He remembered when the revolution was making use of every means—of science and philosophy to win the educated, as it made use of pleasure and fine shows to win the masses—he remembered the use made of that queer old bishop's speculations as to reality. Bishop Berkeley's philosophy had been dug up just as in the last reaction from the dying Economic-Marxian Revolutionary phase, the German Nazis had dug up that other great master of philosophy, Eckhart. In the general classes given in philosophy to the boys who showed danger of preferring thinking to enjoying, it was a commonplace to quote the famous Berkeleian slogan, “
Percipi
est
esse.
” Very well, if that were true, then, and if to be perceived is to be, when he was perceived he
was; he
was then the master of the world. Whoever played the part was the part, for there was nothing apart from the part. The people, of course, could never distinguish, but now at last neither could even the close-ups. Could he? Should he? Did he need to? Did he want to?
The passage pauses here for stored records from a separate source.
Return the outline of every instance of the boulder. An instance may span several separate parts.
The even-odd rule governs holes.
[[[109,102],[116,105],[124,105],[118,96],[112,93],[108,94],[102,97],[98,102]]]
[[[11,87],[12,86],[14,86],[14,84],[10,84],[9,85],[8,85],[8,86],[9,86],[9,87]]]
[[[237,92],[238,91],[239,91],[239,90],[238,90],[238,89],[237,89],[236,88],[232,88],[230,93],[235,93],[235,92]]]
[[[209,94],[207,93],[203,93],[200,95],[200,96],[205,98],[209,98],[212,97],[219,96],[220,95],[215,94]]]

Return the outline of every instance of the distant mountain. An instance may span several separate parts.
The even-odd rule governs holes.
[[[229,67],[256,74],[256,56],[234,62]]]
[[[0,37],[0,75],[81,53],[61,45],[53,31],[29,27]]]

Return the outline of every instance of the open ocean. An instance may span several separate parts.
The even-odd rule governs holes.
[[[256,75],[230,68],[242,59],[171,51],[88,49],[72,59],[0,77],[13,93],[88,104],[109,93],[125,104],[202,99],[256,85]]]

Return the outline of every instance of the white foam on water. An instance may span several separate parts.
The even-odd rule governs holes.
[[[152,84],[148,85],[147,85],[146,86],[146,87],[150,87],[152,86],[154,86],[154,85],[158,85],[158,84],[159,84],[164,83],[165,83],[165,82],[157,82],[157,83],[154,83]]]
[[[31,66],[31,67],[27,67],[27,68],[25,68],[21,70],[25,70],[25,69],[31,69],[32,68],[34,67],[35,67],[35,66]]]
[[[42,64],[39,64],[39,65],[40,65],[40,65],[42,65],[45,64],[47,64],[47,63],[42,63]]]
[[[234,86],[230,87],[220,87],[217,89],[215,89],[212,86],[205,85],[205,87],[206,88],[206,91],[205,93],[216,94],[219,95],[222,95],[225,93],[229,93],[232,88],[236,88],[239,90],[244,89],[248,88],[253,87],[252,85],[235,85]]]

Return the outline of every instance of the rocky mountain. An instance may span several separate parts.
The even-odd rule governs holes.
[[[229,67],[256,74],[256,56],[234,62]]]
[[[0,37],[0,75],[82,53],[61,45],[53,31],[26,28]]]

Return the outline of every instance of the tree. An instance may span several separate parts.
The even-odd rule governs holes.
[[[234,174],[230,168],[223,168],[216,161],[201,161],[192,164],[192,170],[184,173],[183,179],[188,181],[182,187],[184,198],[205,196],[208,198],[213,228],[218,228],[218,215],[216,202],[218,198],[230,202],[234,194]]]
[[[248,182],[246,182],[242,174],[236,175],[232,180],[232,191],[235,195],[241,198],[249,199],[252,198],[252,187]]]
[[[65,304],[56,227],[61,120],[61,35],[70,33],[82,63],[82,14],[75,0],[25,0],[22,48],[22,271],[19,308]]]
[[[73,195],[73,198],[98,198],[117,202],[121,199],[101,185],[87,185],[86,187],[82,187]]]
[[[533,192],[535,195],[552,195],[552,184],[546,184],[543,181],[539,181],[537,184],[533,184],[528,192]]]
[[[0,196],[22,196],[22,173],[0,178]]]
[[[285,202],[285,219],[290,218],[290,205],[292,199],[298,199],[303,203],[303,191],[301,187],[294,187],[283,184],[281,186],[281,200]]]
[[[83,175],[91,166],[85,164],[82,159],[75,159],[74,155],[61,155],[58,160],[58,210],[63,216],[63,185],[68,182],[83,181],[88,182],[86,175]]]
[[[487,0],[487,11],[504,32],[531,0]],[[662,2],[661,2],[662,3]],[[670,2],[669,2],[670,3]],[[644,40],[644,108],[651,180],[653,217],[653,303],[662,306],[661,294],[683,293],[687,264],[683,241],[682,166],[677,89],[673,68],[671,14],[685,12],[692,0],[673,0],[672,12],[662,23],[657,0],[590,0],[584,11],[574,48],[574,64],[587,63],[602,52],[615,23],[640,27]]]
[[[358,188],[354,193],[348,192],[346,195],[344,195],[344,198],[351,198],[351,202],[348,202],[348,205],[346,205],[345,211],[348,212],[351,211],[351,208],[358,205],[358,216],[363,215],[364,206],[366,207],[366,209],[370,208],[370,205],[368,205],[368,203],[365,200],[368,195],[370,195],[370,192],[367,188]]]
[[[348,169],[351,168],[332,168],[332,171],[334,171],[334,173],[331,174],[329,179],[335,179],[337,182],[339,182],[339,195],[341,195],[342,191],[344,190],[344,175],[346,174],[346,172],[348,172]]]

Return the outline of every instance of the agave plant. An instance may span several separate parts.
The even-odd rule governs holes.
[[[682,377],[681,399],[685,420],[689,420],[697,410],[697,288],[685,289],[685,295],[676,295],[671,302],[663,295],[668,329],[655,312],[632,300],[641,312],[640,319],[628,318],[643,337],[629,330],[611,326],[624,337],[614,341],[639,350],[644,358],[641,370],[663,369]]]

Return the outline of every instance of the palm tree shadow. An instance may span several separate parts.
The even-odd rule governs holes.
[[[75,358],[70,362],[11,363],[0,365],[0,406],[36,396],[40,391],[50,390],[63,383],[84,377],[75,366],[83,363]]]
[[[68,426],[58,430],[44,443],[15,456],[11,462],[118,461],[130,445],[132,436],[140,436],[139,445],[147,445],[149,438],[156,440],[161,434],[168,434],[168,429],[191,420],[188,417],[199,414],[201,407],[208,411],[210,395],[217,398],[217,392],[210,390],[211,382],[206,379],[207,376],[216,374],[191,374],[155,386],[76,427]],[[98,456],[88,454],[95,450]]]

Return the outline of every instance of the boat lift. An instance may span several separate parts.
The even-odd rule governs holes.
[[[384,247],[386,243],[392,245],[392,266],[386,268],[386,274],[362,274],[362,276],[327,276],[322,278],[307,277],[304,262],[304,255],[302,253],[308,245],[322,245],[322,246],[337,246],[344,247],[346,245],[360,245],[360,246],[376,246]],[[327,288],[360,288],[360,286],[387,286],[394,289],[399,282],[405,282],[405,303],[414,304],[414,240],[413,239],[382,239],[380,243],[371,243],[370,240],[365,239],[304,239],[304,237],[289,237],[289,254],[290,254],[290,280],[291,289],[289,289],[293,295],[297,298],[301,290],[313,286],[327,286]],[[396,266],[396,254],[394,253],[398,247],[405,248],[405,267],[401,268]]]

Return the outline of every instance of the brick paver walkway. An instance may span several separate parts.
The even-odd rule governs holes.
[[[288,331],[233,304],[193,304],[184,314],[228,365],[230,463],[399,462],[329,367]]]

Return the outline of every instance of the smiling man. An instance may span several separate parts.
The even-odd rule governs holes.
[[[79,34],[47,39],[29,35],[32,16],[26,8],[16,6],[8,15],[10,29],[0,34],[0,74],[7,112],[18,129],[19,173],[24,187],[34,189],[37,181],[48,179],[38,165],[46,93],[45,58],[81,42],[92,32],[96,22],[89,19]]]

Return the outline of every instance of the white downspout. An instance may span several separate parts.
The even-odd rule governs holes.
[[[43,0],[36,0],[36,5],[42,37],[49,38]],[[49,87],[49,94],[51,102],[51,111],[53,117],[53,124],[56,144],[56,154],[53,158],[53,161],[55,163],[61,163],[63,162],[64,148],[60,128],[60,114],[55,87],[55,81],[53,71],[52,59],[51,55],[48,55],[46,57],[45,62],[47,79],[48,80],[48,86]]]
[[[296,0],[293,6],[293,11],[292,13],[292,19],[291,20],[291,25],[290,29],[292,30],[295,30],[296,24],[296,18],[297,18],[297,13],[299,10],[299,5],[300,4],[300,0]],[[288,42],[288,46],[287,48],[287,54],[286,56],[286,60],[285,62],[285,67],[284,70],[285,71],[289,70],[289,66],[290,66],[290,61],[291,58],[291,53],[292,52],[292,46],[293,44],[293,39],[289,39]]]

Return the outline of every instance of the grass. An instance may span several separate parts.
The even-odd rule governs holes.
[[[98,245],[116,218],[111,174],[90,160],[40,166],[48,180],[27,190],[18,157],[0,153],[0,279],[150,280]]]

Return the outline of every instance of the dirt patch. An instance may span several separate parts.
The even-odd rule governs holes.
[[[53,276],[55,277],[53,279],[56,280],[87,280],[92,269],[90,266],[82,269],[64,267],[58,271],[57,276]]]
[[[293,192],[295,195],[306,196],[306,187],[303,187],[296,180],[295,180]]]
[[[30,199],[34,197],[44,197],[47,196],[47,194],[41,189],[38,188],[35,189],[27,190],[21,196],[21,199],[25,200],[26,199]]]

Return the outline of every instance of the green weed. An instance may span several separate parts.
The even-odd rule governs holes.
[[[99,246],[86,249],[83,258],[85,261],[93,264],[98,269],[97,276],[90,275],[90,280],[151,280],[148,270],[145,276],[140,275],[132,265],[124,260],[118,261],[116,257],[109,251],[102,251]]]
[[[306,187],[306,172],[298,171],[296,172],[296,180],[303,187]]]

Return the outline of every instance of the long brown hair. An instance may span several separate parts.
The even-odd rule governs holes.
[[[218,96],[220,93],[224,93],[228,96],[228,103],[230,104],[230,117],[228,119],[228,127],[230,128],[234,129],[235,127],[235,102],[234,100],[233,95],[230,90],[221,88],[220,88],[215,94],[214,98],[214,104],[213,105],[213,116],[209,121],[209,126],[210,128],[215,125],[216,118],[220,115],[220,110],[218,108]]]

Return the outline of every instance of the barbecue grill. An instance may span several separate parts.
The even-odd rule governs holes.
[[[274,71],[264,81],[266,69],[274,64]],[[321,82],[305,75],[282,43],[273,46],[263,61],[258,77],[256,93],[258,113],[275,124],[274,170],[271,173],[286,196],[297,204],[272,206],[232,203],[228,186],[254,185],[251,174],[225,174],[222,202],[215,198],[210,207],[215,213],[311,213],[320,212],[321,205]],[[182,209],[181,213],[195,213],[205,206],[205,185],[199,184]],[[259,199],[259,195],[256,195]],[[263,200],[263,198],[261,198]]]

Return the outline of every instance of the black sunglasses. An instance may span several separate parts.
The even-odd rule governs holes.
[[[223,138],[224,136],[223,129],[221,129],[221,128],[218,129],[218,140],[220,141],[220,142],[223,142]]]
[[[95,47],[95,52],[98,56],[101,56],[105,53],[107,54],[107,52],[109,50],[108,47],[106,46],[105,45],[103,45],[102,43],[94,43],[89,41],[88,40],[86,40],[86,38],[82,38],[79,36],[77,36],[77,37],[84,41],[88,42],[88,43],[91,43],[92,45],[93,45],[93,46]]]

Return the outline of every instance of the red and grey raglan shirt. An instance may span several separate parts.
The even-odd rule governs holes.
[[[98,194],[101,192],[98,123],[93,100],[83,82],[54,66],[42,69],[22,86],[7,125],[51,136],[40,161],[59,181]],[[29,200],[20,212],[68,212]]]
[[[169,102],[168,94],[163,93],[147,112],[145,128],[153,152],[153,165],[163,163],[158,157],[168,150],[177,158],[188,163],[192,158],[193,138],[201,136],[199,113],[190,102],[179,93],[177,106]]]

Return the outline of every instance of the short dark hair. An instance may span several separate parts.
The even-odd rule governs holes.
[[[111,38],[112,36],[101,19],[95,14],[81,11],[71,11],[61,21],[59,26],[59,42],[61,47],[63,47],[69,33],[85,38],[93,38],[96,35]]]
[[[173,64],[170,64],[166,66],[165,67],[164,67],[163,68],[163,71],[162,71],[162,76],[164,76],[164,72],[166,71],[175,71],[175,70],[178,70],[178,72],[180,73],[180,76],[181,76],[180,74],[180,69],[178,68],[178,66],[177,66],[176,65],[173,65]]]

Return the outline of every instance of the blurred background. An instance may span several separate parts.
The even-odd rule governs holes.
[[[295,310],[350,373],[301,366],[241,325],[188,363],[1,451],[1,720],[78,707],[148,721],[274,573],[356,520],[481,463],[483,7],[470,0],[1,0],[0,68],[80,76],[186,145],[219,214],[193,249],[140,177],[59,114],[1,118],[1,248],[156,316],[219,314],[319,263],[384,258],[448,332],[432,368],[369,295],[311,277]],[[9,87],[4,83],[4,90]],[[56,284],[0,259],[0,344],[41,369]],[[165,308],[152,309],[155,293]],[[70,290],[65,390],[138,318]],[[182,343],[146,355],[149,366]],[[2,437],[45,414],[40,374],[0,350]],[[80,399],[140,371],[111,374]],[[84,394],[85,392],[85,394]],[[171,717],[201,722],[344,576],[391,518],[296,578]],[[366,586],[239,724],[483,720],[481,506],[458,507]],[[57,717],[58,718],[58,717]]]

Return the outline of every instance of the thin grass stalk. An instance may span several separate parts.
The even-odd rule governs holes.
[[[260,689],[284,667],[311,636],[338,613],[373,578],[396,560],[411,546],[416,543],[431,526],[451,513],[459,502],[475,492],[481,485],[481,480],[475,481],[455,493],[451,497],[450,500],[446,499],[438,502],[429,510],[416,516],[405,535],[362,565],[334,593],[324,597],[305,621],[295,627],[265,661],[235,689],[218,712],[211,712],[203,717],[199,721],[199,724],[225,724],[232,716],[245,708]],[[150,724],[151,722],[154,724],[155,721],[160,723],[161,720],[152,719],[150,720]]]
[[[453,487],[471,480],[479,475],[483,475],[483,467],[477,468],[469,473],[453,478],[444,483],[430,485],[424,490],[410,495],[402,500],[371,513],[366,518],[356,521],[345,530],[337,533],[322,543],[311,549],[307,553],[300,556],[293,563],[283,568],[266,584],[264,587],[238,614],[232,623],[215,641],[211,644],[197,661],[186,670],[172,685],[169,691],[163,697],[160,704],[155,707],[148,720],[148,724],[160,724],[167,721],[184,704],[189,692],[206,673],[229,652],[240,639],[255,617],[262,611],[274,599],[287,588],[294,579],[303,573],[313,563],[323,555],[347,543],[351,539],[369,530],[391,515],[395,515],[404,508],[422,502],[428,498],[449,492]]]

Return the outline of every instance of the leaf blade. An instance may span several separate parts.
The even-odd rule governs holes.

He felt a curious vertigo in his mind. Was this, he wondered, the feeling which the imago-insect feels as it realizes that not only has it long ceased to be its chrysaloid body, but that it is now quite another body, far more complete and powerful, that its old body is now only a withered and constricting husk and that it must break out, leave that behind forever and emerge a new and shining creature, with a completely different appearance and completely different make-up, organs, and powers? Perhaps, after all, the mind was the precipitation of the body, and, if so, a complete metamorphosis had taken place. Of course, if that were so, there would be no need to push things or to hurry.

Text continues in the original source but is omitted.